Que nous dit Kamel Daoud : « Le rapport à la femme est le nœud gordien, le second dans le monde d’Allah. La femme est niée, refusée, tuée, voilée, enfermée ou possédée .» Il y a quelques années, à propos de la femme dans le monde arabe, il écrivait : «A qui appartient le corps d’une femme ? A sa nation, sa famille, son mari, son frère aîné, son quartier, les enfants de son quartier, son père et à l’Etat, la rue, ses ancêtres, sa culture nationale, ses interdits. A tous et à tout le monde, sauf à elle-même.» A ces fortes paroles d’un écrivain vivant en Algérie répond le 12 février dans Le Monde, un collectif d’intellectuels qui sont scandalisés parce que Kamel Daoud pose le problème « des valeurs à partager, à imposer, à défendre et à faire comprendre ». Ce projet est scandaleux disent-ils « du fait de l’insupportable routine de la mission civilisatrice et de la supériorité des valeurs occidentales qu’il évoque ».Qu’un Algérien puisse critiquer le poids de la religion musulmane sur la vision de la femme est insupportable, il devient islamophobe, raciste, traître à ses origines.
Si j’ai rapproché ces deux situations c’est qu’elles me semblent révéler une même maladie. Ce qui est reproché à Kamel Daoud c’est de critiquer sa communauté en se plaçant dans le camp occidental, le camp ennemi. Il ne s’agit pas de débattre de la validité de son point de vue en fonction de la vérité ou de la justice, mais de vérifier les allégeances. Le cardinal ne féliciterait pas l’évêque protecteur de pédophile s’il n’était membre de sa communauté religieuse. Il félicite Monseigneur Pican de ne pas avoir trahi les siens.
Le collectif d’intellectuels ne verrait rien à redire si Kamel Daoud était allemand et les agresseurs occidentaux. Le jugement est identitaire la position défendue ne l’est pas pour elle même mais en fonction de l’appartenance à une communauté réelle ou supposée.
Le cardinal et les accusateurs de Kamel Daoud ont en commun de considérer la protection des femmes ou des enfants comme secondaire. Ce qui prime c’est la défense de la communauté religieuse ou d’origine. Si, comme Kamel Daoud, on y a failli, l’accusation de trahison est brandie et prend le dessus sur toute autre considération.

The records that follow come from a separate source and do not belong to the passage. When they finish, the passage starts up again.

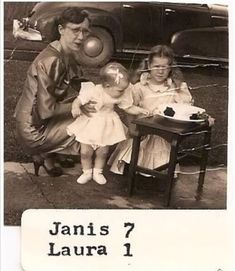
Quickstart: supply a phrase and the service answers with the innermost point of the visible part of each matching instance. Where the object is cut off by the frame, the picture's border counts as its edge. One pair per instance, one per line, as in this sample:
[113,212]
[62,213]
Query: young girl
[159,84]
[104,127]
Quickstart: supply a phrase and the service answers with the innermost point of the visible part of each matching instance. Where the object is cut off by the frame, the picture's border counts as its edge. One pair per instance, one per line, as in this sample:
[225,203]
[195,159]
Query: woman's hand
[211,121]
[145,112]
[88,108]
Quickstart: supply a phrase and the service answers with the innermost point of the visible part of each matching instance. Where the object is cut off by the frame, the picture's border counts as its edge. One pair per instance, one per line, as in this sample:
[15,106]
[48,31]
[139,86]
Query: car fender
[208,43]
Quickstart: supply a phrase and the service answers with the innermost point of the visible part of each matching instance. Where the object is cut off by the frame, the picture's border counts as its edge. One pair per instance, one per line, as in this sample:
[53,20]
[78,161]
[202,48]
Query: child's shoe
[85,177]
[98,176]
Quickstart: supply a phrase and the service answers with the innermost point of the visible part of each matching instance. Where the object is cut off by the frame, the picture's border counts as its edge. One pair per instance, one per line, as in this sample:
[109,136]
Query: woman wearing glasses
[44,109]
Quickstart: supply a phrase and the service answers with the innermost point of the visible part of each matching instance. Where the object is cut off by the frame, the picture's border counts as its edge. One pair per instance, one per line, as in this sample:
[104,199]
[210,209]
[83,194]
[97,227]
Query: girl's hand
[89,108]
[144,112]
[76,110]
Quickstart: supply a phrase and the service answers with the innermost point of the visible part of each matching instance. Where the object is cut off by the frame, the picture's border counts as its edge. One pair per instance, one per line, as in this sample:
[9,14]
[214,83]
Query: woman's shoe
[52,172]
[64,161]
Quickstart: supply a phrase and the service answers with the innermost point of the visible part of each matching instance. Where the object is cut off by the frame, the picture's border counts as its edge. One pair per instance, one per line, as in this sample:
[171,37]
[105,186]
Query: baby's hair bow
[118,75]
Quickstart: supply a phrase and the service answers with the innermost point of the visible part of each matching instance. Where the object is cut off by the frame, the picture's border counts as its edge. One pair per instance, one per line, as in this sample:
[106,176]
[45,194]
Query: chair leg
[204,158]
[171,170]
[133,163]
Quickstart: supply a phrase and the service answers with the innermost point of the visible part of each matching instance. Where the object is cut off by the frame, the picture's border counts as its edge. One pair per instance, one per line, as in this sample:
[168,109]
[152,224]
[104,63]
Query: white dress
[104,127]
[154,150]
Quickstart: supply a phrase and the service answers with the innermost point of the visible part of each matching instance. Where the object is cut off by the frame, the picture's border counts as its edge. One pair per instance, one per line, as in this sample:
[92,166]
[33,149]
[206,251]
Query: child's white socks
[85,177]
[98,176]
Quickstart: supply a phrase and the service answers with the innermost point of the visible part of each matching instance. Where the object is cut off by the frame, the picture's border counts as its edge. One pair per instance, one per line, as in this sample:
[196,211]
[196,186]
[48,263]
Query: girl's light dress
[104,127]
[154,150]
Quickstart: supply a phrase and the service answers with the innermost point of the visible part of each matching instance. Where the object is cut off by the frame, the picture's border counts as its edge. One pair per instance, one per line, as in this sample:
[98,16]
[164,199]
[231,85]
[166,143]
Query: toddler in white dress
[157,86]
[104,127]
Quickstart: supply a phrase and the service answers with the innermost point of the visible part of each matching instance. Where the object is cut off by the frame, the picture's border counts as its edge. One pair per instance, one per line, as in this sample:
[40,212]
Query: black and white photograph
[115,106]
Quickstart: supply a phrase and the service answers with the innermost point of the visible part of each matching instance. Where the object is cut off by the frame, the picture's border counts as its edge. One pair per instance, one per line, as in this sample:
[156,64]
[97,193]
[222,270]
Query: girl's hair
[112,73]
[161,51]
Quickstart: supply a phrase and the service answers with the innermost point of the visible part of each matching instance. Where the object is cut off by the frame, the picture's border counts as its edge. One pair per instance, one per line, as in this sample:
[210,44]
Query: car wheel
[97,48]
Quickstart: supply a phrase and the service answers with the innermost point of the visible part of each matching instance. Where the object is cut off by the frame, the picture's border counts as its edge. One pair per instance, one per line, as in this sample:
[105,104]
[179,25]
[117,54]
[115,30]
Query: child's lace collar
[145,81]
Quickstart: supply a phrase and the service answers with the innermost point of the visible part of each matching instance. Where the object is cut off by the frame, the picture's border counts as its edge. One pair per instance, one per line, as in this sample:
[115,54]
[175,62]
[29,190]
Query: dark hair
[73,15]
[161,51]
[109,78]
[68,15]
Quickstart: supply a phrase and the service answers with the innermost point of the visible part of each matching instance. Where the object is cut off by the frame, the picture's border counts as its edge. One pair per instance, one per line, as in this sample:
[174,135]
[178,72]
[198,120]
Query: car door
[141,26]
[178,17]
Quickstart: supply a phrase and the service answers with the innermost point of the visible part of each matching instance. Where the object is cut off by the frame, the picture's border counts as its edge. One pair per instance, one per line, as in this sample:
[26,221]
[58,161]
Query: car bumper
[28,34]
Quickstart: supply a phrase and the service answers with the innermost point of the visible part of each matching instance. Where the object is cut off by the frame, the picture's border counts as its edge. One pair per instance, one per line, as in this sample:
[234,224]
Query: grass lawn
[213,98]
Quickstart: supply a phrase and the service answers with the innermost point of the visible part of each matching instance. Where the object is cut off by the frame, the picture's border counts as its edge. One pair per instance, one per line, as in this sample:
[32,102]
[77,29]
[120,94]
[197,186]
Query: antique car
[195,31]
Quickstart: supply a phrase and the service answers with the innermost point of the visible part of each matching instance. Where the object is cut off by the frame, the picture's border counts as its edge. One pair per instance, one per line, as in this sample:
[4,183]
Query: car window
[181,17]
[141,26]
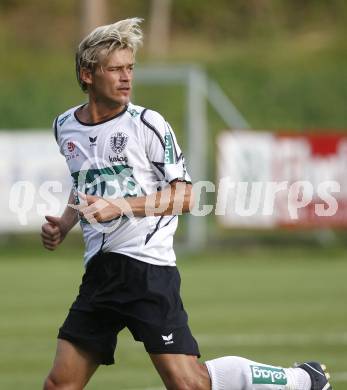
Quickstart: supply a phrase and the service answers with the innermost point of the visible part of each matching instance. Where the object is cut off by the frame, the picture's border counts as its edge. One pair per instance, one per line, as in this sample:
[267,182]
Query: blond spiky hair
[120,35]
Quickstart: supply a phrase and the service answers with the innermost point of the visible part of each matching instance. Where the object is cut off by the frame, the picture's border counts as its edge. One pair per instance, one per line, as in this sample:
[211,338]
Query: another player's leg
[72,368]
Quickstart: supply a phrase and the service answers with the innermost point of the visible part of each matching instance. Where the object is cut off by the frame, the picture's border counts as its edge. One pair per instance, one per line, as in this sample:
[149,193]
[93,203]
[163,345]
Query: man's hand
[53,232]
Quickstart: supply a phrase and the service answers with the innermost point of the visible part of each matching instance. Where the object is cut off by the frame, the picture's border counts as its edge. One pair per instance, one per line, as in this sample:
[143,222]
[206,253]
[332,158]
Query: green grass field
[272,305]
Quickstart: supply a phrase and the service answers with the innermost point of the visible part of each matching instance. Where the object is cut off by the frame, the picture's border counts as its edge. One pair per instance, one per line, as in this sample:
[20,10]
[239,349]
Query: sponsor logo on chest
[118,143]
[71,151]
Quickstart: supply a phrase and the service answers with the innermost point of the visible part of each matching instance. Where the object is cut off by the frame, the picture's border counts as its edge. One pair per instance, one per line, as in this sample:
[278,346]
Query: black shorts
[117,292]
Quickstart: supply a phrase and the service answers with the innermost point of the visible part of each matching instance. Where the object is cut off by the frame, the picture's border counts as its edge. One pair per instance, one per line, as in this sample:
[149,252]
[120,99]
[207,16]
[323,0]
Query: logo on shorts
[119,141]
[265,375]
[168,339]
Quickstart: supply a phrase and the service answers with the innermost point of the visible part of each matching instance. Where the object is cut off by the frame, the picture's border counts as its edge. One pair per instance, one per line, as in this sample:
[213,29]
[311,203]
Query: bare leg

Le dialogue sur la sexualité des prêtres ou sur celle des maghrébins, marqués par la place de la femme dans leur imaginaire, est écarté, ainsi que l'inscription dans le droit commun des crimes commis. Seule est considérée l’adhésion ou non à son camp.
Nous avons eu des périodes où c’était sa classe sociale qu’il fallait protéger en ne critiquant ni son parti, ni la patrie du socialisme. En d’autres lieux, c’était le colon ou le blanc qu’il fallait défendre face aux indigènes spoliés. Empêcher de critiquer son pays, son parti, sa race ou sa religion, c’est avoir comme unique but le pouvoir à conserver ou à prendre, c’est s’arrêter de penser.